CARSON CITY — The Legislature advanced redistricting plans backed by the Democratic majority on Saturday, with party leaders saying they would look at revisions to proposed congressional and legislative district maps in answer to criticism from voting-rights and minority groups.
Meeting on the second day of a special legislative session on redistricting, lawmakers moved the two redistricting bills out of committee to the floors of their respective houses, each of which in turn set the bills up for possible amendment and final votes on Sunday. Senate Bill 1 redraws congressional and state Senate and Assembly districts. Assembly Bill 1 covers districts for the Nevada System of Higher Education’s Board of Regents.
The Senate bill, the weightier of the two, was the subject of a nearly four-hour committee hearing Saturday, later moving out of committee to the Senate floor on a party-line vote.
The Democrats’ plan for congressional and state legislative seats drew criticism from opponents who derided it for dividing municipalities and other designated communities of interest, including tribal groups.
Opponents also objected to districts they said were too large or too partisan, or in the case of ethnicity, not Hispanic enough. Hispanic and Latino community representatives in particular turned out to pan the Democratic proposal, saying it weakened their voting strength in specific districts even as it incorporated increased numbers for Hispanic and Latino residents overall.
“I think that there are a lot of suggestions that probably will make their way into the legislation,” Sen. James Ohrenschall, D-Las Vegas, the Senate redistricting committee chair, said ahead of the committee’s vote. “But with the special session and timing (being) of the essence … I think it’s important that we keep this bill moving.”
Voting no, Sen. Heidi Gansert, R-Reno, whose district would see a seven-percentage-point shift in voting strength from Republican to nonpartisan voters, objected to what she called the “disenfranchisement” of a segment of Washoe County residents who would be moved into a much larger multicounty district to the north and east.

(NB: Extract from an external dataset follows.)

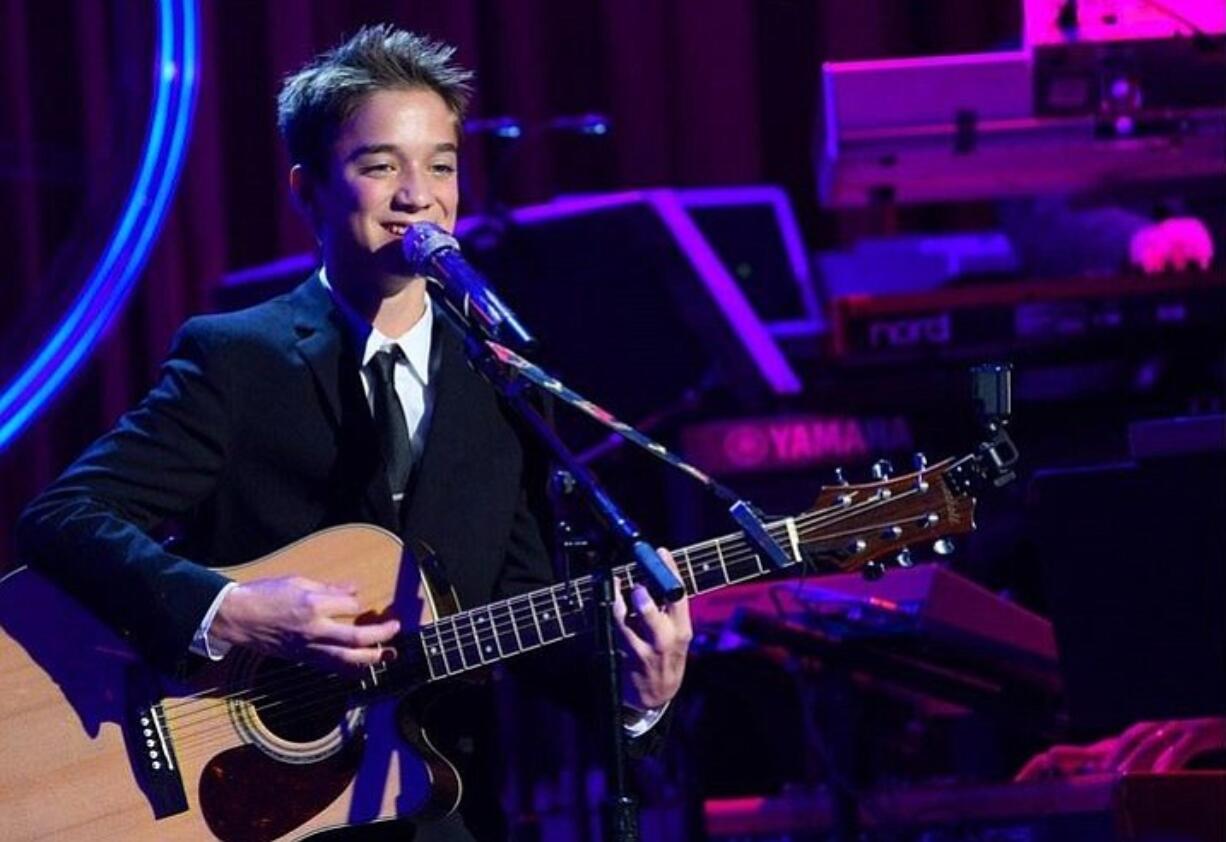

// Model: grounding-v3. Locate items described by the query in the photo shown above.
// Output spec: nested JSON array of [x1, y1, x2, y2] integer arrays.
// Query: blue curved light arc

All proposed redistricting plans derive from census data that saw Nevada’s population became both more urban and more diverse between 2010 and 2020, increasing by 15 percent overall. As measured by the census, Nevada is now the third-most diverse state in the country, behind Hawaii and California.
In redrawing lines to account for minority populations, redistricting plan writers walk a line between proposing districts that might contain too high a concentration of racial or ethnic minorities — a practice known as “packing” — or that dilute minority voting strength in any one district by dispersing their numbers over several districts, known as “cracking.”
At the same time, plan writers also need to balance for overall population size and attempt to draw districts that conform with municipal boundaries and designated communities of interest.
All of Nevada’s proposed plans also show partisan makeup, based on state voter enrollment data, and give an indication of actual competitiveness based on results of recent closely contested partisan elections.
The Republican legislative minority, whose own redistricting plans got only passing attention in committee Saturday, criticized the Democrats’ plans on multiple grounds, including excessive municipal divisions, excessive partisanship and ethnic group dilution. They said the Republican plan created more Hispanic-friendly districts than the Democrats’ plan and accused Democrats of “clear partisan intent” to draw Democrat-weighted lines.
“The minority plan has less deviation and is more accurate, increases political competitiveness, diversity, and maintains compact geography,” Senate Minority Leader James Settelmeyer, R-Minden, said in a statement.
Democrats for their part took aim at the Republican plan for congressional districts, saying in a statement that it packed minorities into as few districts as possible to “isolate and weaken” their political clout.